LA Fédération des danses traditionnelles du Gabon (FEDATRAG), portée sur les fonts baptismaux récemment, sera chargée de gérer les associations affiliées et de faire la promotion des danses traditionnelles de notre pays, grâce au management de son président, Nick Honoré Mouissi Bouengué, élu dernièrement.

L’Organisation internationale de la francophonie (OIF) voudrait apporter son soutien à la culture et aux traditions du Gabon. Dans la convention-cadre qu’elle a signée avec l’Etat gabonais, représenté par le ministère de la culture, elle ambitionne d’apporter son appui au renforcement des politiques et industries culturelles du Gabon. Une opportunité donnée à tous les secteurs culturels de notre pays de s’organiser en interne et d’avoir une existence juridique, afin que l’organisation internationale ait des meilleurs interlocuteurs.

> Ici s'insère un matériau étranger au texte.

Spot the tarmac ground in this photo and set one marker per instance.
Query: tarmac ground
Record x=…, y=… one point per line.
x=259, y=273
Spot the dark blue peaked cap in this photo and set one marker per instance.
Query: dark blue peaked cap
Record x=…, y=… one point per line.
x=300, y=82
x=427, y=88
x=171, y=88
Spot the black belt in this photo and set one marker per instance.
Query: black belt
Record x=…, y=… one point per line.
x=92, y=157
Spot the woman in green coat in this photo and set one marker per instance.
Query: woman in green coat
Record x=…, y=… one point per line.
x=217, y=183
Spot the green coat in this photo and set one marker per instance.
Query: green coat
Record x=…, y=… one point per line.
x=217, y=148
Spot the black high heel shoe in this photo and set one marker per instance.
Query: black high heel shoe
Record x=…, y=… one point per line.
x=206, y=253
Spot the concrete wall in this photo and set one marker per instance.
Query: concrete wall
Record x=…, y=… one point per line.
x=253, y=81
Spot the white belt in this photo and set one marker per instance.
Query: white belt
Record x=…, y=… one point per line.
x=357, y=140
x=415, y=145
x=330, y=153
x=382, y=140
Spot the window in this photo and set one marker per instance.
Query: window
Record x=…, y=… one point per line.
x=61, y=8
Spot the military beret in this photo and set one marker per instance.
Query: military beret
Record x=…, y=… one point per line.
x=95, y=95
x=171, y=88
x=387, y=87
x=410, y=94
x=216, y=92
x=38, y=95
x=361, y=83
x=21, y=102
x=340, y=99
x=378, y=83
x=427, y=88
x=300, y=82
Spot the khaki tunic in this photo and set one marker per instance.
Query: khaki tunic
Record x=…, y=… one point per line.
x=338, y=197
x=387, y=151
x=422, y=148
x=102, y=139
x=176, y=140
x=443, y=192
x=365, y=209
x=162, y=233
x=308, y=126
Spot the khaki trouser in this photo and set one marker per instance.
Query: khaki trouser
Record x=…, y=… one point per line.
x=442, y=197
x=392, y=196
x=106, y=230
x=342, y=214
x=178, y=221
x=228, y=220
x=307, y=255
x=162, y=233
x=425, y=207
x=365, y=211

Pour le compte des danses traditionnelles du Gabon, c’est la Fédération des danses traditionnelles du Gabon (FEDATRAG) qui sera le représentant des associations affiliées auprès de l’OIF. Elle a été plébiscitée dernièrement à la salle des spectacles du ministère de la Culture lors de l’élection de son président, Nick Honoré Mouissi Bouengué. Une cérémonie présidée par l’un des doyens dudit ministère, Simon Ndjia, en présence du chargé d’études du directeur général de la Culture, coordonnateur des élections des fédérations, Lucie Otando, du directeur de Production, de la Promotion et de la Protection des activités culturelles, Willy Koumbi Ovenga.

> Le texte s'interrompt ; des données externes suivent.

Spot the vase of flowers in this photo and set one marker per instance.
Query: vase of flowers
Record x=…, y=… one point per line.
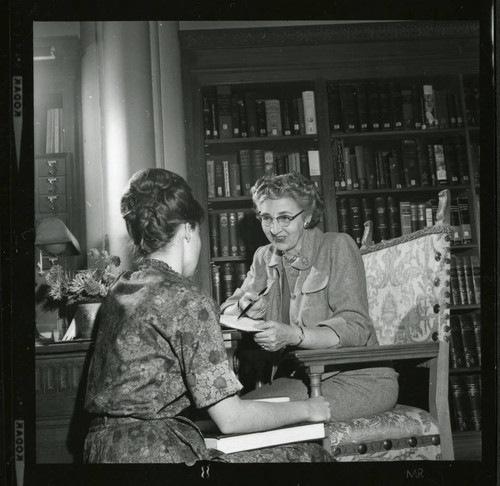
x=84, y=289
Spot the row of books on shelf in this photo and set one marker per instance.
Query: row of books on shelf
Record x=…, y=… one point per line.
x=395, y=105
x=54, y=135
x=226, y=278
x=465, y=280
x=393, y=218
x=465, y=343
x=405, y=164
x=227, y=114
x=233, y=174
x=465, y=394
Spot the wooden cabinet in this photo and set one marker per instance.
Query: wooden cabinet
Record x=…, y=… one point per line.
x=281, y=63
x=60, y=383
x=59, y=191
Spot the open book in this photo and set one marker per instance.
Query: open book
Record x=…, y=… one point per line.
x=242, y=324
x=229, y=443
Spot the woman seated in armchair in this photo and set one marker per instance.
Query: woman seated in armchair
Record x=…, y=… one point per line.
x=315, y=298
x=159, y=350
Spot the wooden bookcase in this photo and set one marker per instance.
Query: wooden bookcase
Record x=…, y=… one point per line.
x=283, y=62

Avec le soutien de l’OIF, la FEDATRAG et son bureau directeur ont plusieurs objectifs à atteindre pour aller dans le sens de l’industrie des danses traditionnelles du Gabon. Ils ont mission de défendre les intérêts des membres ; d’assurer la tutelle administrative et technique des associations de danse et des danseurs individuels ; de veiller au respect des droits et obligations des entités affiliées à la Fédération ; de créer une plate forme dynamique d’échange et de mutualisation de ressources, d’expériences et des solutions autour des problématiques liées au développement et à la promotion culturelle ; de participer à l’éducation, à la formation et au développement du Gabon en matière de culture et faire de notre pays une destination de choix ; de mobiliser les ressources nécessaires et d’en assurer une gestion stratégique et opérationnelle pour un mouvement culturel utile, visible et audible ; de participer à la pérennisation de nos valeurs traditionnelles et à la préservation de notre patrimoine culturel.

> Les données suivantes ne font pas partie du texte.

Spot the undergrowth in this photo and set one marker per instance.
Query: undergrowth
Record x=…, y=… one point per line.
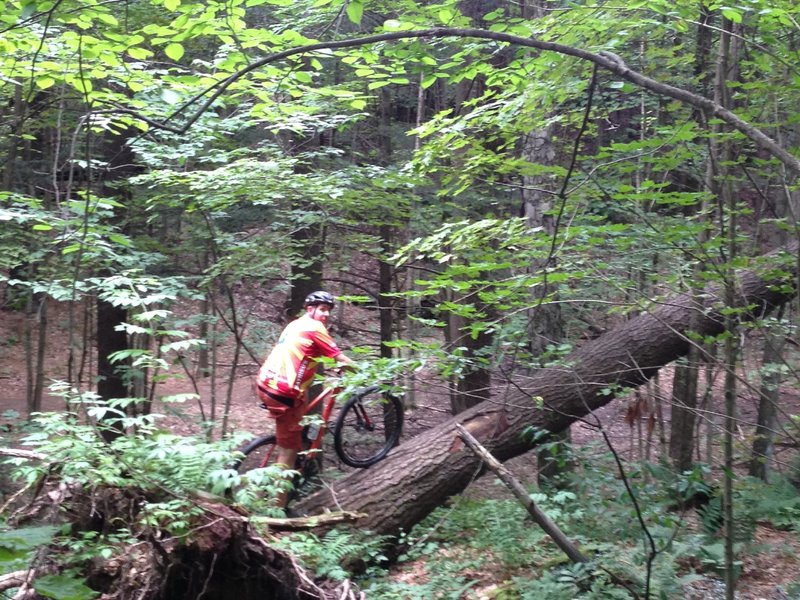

Du reste, ils entendent travailler main dans la main avec le ministère de tutelle et l’OIF, pour favoriser le professionnalisme des artistes du domaine des danses traditionnelles et l’égalité des chances de toutes les associations affiliées à accéder aux scènes internationales dans le contexte particulier des marchés privés des spectacles. De même, par le canal du site internet de la fédération, donner à chacune des associations des danses traditionnelles la possibilité de se connecter, afin d’entrer en relation avec les organismes des spectacles et des festivals internationaux.

Le président de la FEDATRAG a mesuré l’étendue du chantier qui l’attend. Il a besoin de toutes les énergies pour hisser plus haut les danses traditionnelles de notre pays. Ainsi, après son élection, a-t-il tendu la main à son homologue challenger de la fédération Samba, Thierry Ndoumou Loudy.

« Nous devons travailler ensemble, car le défi à relever est grand, et c’est la responsabilité de nous tous qui faisons dans les rythmes traditionnels de chez nous », a-t-il souligné.